Origin of Stationary Domain Wall Enhanced Ferroelectric Susceptibility

TL;DR

This study reveals that stationary domain walls in ferroelectrics like PbTiO3 significantly enhance low-field dielectric susceptibility due to frustrated dipoles within the walls, independent of domain wall motion.

Contribution

It provides a theoretical and computational analysis of how stationary domain walls contribute to dielectric enhancement, highlighting the role of frustrated dipoles within the walls.

Findings

Dielectric permittivity increases with domain wall density.

Stationary domain walls contribute to dielectric susceptibility without lateral motion.

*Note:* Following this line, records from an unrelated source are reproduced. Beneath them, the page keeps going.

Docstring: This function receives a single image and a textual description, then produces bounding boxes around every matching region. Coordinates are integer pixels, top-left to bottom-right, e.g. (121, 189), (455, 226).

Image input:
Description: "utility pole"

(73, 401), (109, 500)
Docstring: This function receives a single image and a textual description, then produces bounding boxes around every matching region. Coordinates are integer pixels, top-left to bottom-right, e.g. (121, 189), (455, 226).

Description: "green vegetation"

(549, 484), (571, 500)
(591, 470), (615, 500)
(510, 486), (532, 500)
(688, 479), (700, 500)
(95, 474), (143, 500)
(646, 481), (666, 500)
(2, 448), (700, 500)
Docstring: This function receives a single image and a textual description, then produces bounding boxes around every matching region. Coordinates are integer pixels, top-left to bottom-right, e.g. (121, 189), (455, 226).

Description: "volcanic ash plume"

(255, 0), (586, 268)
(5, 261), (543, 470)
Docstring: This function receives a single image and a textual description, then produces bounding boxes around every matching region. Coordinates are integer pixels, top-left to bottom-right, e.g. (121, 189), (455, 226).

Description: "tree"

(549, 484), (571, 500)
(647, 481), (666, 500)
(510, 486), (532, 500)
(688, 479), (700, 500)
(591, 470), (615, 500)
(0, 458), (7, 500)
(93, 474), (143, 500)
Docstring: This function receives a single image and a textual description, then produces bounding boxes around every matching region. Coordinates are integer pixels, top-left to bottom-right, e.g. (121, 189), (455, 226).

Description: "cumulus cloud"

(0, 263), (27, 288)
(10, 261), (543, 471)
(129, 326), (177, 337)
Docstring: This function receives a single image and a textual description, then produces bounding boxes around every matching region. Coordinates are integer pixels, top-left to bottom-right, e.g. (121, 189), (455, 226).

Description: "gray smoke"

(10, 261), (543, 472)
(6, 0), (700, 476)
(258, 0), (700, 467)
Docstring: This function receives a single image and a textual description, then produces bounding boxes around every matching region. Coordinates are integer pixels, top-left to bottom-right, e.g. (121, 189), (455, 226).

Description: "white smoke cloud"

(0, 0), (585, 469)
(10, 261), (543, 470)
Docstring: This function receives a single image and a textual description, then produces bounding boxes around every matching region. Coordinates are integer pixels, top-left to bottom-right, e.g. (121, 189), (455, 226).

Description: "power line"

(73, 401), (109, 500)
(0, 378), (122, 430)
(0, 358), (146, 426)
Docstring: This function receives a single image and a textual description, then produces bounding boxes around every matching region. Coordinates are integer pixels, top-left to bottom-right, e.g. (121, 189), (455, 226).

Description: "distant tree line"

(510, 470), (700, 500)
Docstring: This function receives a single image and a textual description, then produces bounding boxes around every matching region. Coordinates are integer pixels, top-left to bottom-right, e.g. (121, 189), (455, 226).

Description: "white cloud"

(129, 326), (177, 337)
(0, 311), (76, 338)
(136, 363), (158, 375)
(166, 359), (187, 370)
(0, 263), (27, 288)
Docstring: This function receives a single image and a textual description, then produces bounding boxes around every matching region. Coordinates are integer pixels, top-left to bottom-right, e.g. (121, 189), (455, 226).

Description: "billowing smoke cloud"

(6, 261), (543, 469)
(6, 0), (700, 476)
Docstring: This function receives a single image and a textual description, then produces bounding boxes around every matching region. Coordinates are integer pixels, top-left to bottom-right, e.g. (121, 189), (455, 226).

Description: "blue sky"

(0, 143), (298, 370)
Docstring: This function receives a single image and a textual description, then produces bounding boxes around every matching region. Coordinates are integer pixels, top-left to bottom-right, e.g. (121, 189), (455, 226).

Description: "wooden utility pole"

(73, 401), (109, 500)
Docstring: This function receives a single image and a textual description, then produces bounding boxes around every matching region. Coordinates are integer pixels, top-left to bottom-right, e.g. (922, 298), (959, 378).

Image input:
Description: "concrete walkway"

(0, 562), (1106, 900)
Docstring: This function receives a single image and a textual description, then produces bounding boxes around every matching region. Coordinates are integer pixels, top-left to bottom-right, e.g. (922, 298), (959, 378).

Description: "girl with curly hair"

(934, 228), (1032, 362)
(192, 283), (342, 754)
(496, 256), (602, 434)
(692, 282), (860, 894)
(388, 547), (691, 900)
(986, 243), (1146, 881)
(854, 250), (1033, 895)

Frustrated dipoles within domain walls are key to permittivity enhancement.

Abstract

Ferroelectrics usually adopt a multi-domain state with domain walls separating domains with polarization axes oriented differently. It has long been recognized that domain walls can dramatically impact the properties of ferroelectric materials. The enhancement of low-field susceptibility/permittivity under subswitching conditions is usually attributed to the reversible domain wall vibration. Recent experiments highlight the stationary domain wall contribution to the dielectric susceptibility irrespective of any lateral displacements or deformations of the wall. We study the effects of domain walls on low-field permittivity of PbTiO$_3$ with density functional theory and molecular dynamics simulations. The static dielectric constant is calculated as a function of increasing domain wall density and temperature. We find an increase of dielectric permittivity with increasing domain wall density, which is expected to occur at low driving field where the lateral motion of domain walls is forbidden. Real-space decomposition of dielectric response reveals that frustrated dipoles within the finite width of the domain walls are responsible for the enhanced low-field permittivity.